DMG guidelines at low levels exist to generate squads of hobgoblins which are just barely big enough to lose in an interesting way. Simulationism dictates that squads of hobgoblins should be small enough to maintain a good force-to-space ratio over contested territory but big enough to not needlessly endanger the force against expected opposition. How big that is depends on a number of factors--and so there are multiple paths to victory. You can either hammer straight through the hobgoblin force, or you can start ambushing little chunks of two dozen of them at a time until they contract into a big ball of 400 nasty hobgoblins all in one fort--and then you bypass and ignore them. Mission accomplished, depending on what your mission was. To me that makes 400 hobgoblins an interesting challenge at mid levels (say, 5 to 8). At low levels (1 to 4) it would be a deadly challenge but you might have to engage anyway, cautiously, if all the other good guys are dead. That is an interesting challenge in a different way.

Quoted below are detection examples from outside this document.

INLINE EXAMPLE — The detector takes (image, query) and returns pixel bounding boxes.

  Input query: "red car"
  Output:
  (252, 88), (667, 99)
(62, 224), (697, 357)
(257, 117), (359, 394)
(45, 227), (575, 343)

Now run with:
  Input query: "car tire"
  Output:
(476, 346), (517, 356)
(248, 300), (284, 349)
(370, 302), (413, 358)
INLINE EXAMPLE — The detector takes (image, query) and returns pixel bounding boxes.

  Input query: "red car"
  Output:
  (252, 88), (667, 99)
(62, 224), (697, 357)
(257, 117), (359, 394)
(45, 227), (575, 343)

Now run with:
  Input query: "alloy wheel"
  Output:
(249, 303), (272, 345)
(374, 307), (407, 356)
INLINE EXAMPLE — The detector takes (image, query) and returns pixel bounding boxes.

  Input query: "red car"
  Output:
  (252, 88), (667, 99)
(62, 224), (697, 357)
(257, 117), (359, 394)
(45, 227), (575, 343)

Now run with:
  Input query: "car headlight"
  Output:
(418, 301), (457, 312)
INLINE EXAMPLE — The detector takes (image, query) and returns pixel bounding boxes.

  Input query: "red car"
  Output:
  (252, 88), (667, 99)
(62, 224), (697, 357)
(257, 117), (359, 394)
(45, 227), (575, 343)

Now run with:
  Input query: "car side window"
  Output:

I don't acknowledge gamism versus simulationism. D&D is not like most games and isn't close to being a good simulation of the real world.
I look at D&D as cooperative story-telling. The DM creates a loose plot within the setting he chooses informing of the players of the parameters of play to guide them in the character creation process. The player's create characters they believe would be fun to play within the scenario the DM has outlined. They are the characters in the story, the DM is the plotter and world controller setting plot points in front of the players within the given world allowing them to take action to resolve each plot thread laid before them. He does this with a combination of challenges tailored to the characters the players have created and the general preferences of the players. You create this cooperative illusion of adventuring in a fantasy world as heroes (or sometimes villains) whose decisions affect some part of the world (or the entire thing) in some substantive way. I take the greatest pleasure when a story unfolds close to the manner I planned with wild card factor supplied by the decision of the characters that may take things in an unexpected direction. I tend to focus on the story using the mechanics to create the scenes and results I want, while always maintaining the illusion that the characters are "real" for the players.